发布时间:2020-05-19 作者: 奈特英语

Tom’s marriage was on the Thursday of Easter week. All the morning a soft teeming fog lay over the fields, drawing out scents of growth and warmth and life. Worge lay in the midst of it like the ghost of a farm, a dim grey shadow on the whiteness, and the voices of her men came muffled, as in dreams. Towards noon the sunshine had begun to eat away the mist—it grew yellower, streakier, and at last began to scatter, rolling up the fields in solemn clouds, balling and pilling itself against the hedges, melting into the April green of the woods; and then suddenly it was gone—sucked up into the sky, sucked down into the earth, living only in a few drops in the cups of violets.

The Bethel stared away across the fields to Puddledock. [138] For some time its roof, with the chipped Georgian pediment, had risen above the mist. Then the grim windows had come out to stare, and then the tombstones that grew round its feet, leaning and tottering among the chapel weed.
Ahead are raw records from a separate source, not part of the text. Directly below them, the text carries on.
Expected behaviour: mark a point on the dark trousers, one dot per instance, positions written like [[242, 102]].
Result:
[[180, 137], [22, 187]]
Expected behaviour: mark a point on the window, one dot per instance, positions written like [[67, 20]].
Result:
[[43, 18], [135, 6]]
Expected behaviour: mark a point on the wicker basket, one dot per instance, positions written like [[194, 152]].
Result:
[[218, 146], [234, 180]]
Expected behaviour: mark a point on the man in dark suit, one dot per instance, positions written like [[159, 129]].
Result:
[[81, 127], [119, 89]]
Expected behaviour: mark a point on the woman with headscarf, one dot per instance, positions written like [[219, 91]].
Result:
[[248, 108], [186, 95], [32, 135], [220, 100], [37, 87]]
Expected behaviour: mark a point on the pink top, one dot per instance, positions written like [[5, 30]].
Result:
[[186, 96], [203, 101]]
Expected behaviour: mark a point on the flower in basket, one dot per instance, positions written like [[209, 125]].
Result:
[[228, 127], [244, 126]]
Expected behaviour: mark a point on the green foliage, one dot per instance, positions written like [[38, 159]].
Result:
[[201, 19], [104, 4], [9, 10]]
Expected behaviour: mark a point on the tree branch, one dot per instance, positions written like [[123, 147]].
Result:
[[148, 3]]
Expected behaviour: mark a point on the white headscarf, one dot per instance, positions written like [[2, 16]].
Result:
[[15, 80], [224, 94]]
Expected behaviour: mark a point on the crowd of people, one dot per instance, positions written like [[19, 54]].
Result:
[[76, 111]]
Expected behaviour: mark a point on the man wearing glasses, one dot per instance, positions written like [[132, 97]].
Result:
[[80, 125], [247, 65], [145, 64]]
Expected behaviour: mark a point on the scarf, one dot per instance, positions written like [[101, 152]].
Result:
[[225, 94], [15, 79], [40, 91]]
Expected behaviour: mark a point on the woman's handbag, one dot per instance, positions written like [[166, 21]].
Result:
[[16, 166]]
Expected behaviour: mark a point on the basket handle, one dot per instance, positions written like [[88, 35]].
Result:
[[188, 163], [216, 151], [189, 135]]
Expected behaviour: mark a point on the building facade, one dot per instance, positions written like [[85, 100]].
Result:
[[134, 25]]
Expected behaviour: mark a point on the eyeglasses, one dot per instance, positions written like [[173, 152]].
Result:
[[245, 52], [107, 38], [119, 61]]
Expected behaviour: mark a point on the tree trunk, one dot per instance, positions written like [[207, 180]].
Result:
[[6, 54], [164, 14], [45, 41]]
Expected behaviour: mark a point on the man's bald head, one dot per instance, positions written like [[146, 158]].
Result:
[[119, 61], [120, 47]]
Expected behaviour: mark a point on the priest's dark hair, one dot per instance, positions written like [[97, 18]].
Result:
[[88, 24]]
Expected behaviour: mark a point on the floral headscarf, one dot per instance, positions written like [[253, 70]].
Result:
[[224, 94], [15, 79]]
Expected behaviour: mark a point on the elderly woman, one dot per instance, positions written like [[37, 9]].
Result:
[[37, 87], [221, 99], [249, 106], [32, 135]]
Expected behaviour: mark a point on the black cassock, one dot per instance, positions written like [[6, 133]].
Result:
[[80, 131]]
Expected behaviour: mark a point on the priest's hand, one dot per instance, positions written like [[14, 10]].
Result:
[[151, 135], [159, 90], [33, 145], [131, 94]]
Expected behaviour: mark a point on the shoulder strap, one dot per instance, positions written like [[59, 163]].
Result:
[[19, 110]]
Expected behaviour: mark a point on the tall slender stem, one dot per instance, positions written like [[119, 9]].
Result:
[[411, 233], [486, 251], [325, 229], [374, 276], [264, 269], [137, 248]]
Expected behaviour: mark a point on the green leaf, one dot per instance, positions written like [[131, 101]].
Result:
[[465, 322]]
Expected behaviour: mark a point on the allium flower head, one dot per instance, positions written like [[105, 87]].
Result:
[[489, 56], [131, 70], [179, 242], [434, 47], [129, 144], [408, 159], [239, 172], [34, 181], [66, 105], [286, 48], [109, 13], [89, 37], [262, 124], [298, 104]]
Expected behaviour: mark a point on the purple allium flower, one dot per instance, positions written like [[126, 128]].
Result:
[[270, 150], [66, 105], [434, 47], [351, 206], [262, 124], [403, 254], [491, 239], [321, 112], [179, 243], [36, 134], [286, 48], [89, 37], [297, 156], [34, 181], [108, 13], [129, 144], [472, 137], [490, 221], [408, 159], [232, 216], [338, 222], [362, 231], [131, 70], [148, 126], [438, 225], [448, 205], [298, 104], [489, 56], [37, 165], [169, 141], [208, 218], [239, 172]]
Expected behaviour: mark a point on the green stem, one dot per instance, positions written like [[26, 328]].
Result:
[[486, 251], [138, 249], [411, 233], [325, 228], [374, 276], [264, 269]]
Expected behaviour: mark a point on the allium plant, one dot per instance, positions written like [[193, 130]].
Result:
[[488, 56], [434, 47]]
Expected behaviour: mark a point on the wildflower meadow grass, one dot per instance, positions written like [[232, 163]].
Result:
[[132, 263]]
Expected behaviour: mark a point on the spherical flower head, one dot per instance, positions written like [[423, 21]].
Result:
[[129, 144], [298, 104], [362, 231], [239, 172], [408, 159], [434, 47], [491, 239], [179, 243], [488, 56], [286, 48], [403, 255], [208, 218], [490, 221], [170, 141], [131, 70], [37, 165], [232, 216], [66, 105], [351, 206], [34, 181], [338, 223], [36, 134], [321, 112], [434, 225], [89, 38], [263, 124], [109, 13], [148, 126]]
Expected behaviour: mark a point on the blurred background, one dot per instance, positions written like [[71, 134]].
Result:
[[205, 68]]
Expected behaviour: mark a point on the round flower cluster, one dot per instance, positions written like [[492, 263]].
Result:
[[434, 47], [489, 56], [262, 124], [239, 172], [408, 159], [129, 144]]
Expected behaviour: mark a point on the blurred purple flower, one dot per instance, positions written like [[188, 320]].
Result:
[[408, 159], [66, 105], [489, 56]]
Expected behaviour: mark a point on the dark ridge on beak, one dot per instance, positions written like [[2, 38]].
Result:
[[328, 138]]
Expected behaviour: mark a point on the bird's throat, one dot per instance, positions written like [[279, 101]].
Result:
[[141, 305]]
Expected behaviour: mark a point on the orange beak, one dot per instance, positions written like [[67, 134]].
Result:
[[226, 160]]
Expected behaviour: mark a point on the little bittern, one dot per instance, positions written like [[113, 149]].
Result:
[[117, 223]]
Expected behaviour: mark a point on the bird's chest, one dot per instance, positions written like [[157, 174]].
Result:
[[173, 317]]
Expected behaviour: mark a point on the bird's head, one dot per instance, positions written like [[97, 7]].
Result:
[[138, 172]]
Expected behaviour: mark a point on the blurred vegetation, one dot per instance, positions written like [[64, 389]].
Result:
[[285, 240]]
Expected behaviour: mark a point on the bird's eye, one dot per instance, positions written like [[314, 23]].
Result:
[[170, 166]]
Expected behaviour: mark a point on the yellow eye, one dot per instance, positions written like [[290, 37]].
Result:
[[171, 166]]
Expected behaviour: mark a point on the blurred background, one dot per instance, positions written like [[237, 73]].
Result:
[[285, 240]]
Tom and Thyrza were to be married at the Bethel. This had caused some surprise in the neighbourhood, as the Beatups had always been “Church”; but friendship and convenience had led to the decision—friendship for the Reverend Mr. Sumption, because Tom knew him better than Mr. Poullett-Smith, and was sorry for him on account of Jerry, convenience because the chapel was close at hand, and the makers of the wedding breakfast would have time to run across and witness the ceremony, which they could not have done had it taken place at Brownbread Street, two miles away.

The only one to whom these reasons seemed inadequate was Nell. To her the proceeding was not only heretical but mean—her affection for the Church had always been led by taste rather than belief, and her attitude, which she had considered (under instruction) as that of an orthodox Anglican, was in reality that of an Italian peasant, who looks upon his church as his drawing-room, a place of brightness to which he can go for refuge from the drabness of every day. Her opposition to the chapel marriage was based on an emotion similar to what she would have felt for the party who, with the chance of eating and drinking out of delicate china in the drawing-room, chose to devour their food out of broken pots in the scullery. She did not acknowledge this, any more than she acknowledged the motive which fed uneasily on Mr. Poullett-Smith’s inevitable disgust; she talked to Tom about his duty as a Baptized Churchman, and was both surprised and grieved to find that the [139] War seemed to have destroyed what little sense of this he had ever had.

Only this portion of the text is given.